Finitely generated Projective Modules over Real Circle I need to find the isomorphism classes of finitely generated projective modules over $\mathbb{R}[x,y] / \langle x^2 + y^2 - 1 \rangle$.
Now what I tried was since $\mathbb{R}$ is a field $\mathbb{R}[x]$ is a PID which implies $\mathbb{R}[x][y]$ is noetherian.
Thus the quotient is noetherian.
After this I am stuck.
I was thinking if it is a local ring or not then projective modules over this could be free. Is it local? For any hint or help I am grateful, thanks. 

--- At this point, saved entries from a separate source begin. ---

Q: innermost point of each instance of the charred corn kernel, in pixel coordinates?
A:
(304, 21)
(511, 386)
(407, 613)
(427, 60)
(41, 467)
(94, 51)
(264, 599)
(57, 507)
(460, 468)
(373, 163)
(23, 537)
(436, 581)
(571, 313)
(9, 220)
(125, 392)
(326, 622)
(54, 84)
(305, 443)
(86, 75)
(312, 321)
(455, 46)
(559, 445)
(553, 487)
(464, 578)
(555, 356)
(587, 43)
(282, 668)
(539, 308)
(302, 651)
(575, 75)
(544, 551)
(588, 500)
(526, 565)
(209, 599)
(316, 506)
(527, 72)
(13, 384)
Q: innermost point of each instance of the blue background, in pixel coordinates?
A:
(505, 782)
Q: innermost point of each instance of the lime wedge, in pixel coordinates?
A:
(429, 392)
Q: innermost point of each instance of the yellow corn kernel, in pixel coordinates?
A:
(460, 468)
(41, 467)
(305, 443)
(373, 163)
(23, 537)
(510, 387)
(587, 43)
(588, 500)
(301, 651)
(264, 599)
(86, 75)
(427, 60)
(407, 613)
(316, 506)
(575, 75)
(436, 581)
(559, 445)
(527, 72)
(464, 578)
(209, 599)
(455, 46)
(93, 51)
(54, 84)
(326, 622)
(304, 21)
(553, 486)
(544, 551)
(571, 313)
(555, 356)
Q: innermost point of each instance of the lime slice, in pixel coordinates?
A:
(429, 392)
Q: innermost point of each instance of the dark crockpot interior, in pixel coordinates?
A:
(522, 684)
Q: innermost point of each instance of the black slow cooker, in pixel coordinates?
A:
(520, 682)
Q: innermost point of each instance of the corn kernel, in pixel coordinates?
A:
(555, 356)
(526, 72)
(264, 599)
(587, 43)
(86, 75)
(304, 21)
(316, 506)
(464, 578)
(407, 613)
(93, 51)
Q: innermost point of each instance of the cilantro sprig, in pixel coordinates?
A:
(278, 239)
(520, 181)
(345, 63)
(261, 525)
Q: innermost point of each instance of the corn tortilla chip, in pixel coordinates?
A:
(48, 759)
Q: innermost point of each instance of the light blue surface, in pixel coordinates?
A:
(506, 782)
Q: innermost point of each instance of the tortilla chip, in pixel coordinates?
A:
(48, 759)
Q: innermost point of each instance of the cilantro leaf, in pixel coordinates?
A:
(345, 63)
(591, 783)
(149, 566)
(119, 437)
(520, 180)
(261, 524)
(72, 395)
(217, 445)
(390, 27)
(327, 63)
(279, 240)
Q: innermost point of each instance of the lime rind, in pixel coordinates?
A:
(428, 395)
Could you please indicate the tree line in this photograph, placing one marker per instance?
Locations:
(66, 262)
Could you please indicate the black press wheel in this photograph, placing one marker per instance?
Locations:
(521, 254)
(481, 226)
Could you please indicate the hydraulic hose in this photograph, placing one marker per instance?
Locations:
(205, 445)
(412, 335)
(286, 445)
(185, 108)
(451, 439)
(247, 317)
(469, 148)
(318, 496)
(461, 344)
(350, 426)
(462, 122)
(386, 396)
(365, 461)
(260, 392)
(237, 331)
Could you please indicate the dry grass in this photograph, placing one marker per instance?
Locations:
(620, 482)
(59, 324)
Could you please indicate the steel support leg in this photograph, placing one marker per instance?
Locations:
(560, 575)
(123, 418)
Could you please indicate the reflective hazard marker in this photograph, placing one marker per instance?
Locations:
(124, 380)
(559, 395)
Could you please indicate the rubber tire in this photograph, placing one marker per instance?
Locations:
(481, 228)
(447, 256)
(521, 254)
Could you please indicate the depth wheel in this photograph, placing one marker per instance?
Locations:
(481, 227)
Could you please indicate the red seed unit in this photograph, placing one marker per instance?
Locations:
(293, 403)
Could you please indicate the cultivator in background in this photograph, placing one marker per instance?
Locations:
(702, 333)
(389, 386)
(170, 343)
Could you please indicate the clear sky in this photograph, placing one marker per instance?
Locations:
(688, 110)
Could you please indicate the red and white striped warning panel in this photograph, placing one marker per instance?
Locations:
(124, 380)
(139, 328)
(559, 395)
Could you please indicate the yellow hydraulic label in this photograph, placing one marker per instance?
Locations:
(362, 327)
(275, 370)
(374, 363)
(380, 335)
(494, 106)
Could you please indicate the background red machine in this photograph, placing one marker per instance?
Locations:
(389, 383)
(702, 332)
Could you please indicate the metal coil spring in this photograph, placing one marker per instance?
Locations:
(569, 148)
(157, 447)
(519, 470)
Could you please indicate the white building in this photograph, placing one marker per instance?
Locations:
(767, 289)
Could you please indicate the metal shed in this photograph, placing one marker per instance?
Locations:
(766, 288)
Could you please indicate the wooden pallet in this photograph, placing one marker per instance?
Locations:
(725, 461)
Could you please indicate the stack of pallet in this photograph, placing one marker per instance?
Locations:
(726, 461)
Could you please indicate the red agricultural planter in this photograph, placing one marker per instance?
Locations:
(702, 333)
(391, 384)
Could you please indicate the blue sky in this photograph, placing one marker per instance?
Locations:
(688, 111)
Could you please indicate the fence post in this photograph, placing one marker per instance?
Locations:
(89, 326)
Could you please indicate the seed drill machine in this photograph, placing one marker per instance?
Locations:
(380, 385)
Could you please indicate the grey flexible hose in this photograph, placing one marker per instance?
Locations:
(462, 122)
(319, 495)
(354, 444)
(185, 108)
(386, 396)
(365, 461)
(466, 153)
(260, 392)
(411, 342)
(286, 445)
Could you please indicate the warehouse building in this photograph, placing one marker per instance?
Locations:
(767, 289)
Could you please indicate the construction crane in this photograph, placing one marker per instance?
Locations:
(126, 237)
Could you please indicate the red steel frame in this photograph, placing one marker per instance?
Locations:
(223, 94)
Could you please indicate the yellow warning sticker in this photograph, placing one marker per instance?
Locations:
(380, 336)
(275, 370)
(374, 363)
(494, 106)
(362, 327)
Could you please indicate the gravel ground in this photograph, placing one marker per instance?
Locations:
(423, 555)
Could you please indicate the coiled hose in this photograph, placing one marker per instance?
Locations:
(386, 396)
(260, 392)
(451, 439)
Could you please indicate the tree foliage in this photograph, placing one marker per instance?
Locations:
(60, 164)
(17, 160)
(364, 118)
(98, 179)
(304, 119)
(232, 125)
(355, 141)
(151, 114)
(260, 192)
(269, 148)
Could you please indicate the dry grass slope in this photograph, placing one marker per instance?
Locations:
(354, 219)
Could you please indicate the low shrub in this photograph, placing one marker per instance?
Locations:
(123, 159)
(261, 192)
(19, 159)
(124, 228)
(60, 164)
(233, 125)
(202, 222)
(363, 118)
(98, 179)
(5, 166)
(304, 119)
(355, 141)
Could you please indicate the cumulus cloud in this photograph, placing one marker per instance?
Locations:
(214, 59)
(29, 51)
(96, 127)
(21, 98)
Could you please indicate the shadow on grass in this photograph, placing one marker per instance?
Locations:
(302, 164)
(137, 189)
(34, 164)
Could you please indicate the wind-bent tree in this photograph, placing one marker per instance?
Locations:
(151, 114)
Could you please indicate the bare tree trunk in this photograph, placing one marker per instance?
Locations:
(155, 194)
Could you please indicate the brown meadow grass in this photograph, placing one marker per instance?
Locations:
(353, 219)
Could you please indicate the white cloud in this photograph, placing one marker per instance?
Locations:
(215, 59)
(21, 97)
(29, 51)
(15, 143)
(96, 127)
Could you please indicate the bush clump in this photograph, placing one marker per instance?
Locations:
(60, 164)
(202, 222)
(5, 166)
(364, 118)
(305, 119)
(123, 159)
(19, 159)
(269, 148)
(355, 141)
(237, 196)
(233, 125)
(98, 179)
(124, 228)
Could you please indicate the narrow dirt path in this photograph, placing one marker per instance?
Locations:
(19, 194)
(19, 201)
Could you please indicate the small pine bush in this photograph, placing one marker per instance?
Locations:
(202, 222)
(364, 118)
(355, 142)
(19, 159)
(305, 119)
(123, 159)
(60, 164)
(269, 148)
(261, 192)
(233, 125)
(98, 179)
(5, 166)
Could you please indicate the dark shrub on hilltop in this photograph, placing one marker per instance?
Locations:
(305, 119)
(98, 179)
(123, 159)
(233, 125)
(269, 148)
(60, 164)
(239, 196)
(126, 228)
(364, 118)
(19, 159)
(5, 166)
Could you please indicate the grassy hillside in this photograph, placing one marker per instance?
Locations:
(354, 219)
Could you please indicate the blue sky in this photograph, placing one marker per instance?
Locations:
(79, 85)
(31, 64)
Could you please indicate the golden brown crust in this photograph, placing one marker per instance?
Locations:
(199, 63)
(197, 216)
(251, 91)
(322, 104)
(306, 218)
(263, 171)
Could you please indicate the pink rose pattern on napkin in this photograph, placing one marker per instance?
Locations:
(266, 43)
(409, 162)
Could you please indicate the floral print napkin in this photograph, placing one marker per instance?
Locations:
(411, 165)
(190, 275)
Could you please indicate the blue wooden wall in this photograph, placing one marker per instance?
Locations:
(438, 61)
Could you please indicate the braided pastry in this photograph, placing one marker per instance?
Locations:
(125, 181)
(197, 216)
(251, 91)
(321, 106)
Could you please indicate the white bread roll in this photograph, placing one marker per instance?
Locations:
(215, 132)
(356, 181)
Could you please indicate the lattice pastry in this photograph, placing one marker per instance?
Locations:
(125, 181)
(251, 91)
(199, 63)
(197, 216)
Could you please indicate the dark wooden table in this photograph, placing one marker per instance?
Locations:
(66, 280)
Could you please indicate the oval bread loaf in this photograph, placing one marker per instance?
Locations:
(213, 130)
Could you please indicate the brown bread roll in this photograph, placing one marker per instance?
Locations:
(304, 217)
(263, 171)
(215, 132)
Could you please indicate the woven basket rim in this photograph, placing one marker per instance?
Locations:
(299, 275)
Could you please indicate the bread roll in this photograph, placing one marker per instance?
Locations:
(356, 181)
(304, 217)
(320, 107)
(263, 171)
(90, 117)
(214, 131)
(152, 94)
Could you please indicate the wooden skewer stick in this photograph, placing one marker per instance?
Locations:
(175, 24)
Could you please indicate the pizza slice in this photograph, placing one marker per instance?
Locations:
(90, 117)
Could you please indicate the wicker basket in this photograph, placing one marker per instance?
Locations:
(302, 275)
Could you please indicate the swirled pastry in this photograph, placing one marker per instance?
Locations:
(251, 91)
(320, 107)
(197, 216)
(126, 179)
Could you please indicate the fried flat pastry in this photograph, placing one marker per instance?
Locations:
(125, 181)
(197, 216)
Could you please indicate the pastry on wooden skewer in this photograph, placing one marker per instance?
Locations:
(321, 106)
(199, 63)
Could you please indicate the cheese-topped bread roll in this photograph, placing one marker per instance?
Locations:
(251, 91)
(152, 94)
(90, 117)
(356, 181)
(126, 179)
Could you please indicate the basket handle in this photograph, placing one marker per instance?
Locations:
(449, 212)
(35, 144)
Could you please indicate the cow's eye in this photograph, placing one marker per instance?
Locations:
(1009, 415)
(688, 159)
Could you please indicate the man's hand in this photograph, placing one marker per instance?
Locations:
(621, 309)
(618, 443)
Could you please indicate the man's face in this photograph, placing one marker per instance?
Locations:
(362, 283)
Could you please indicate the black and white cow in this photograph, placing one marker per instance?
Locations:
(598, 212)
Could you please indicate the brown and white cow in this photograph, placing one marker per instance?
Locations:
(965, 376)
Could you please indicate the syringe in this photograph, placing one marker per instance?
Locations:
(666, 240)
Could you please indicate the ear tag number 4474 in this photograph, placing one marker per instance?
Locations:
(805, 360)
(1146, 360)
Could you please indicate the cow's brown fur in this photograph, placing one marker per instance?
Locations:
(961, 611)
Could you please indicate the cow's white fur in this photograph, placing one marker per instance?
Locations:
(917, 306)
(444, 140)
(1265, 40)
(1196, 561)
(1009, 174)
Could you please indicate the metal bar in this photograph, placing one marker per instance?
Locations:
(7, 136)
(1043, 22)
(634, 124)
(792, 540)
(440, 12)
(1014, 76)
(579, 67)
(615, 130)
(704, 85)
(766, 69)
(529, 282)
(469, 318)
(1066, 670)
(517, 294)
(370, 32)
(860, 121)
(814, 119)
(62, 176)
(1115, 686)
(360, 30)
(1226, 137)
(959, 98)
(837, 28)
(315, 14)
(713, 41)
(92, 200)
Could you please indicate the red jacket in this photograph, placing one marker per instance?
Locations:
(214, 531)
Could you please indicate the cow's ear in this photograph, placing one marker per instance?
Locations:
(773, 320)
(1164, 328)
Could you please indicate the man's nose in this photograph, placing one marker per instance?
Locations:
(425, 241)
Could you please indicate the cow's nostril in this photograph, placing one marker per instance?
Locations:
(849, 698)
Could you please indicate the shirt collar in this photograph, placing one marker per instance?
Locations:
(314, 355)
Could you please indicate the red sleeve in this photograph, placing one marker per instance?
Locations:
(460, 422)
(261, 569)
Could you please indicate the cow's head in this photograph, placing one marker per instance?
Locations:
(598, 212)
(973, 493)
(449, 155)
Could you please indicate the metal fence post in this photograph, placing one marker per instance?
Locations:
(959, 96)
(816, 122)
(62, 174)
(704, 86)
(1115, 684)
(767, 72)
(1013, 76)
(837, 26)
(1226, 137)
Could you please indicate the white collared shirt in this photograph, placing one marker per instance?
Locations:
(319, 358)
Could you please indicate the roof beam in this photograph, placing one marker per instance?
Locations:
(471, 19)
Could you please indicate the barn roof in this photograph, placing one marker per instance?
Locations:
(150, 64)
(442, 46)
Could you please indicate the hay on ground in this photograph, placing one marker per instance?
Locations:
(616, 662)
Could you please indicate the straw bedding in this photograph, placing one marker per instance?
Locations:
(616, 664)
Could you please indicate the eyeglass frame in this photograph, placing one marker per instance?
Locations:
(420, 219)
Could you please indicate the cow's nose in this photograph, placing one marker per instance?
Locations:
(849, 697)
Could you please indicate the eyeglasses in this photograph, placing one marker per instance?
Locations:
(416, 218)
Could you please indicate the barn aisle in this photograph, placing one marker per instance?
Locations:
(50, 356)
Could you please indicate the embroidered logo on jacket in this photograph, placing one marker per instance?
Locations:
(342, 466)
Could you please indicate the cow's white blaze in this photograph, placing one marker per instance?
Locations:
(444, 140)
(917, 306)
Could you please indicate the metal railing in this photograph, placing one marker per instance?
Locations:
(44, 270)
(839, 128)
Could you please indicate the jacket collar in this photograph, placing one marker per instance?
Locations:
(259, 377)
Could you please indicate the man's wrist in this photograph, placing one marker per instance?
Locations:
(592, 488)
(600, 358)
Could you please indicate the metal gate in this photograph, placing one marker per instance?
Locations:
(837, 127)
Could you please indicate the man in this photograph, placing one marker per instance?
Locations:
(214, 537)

 A: Denote $A=\mathbb {R}[x,y]/\left<x^2+y^2-1\right>$. We first observe that $A$ is a Dedekind domain since the corresponding plane curve $C$ is smooth. The characterization of finitely generated modules over a Dedekind domain says that every such $P$ is isomorphic to $I\oplus A^r$ where $I\subset A$ is an ideal. We thus have to classify ideals of $A$ up to isomorphism of $A$-modules, i.e., we have to compute the class group of $A$. Every non-zero prime ideal of $A$ is a maximal ideal and thus is the set of all polynomials that vanish on a real point of $C$ or on a pair of complex conjugate points on $C$. In the latter case the ideal is a principal ideal: it is generated by the linear polynomial defining the line spanned by the pair of complex conjugate points. On the other hand, the vanishing ideal of a single real point is not a principal ideal: if it was generated by a polynomial $f$, then the zero set of $f$ would intersect the real part of the curve $C$ transversally in exactly one point which is not possible. However, the vanishing ideal of the union of any to real points is again a principal ideal (take again the line spanned by both points). Thus the class group of $A$ is the cyclic group of order two generated by the vanishing ideal of a single real point, say $\langle x,y-1\rangle$.
Therefore, every finitely generated projective module over $A$ is either isomorphic to $A^r$ or to $A^r\oplus \langle x,y-1\rangle$.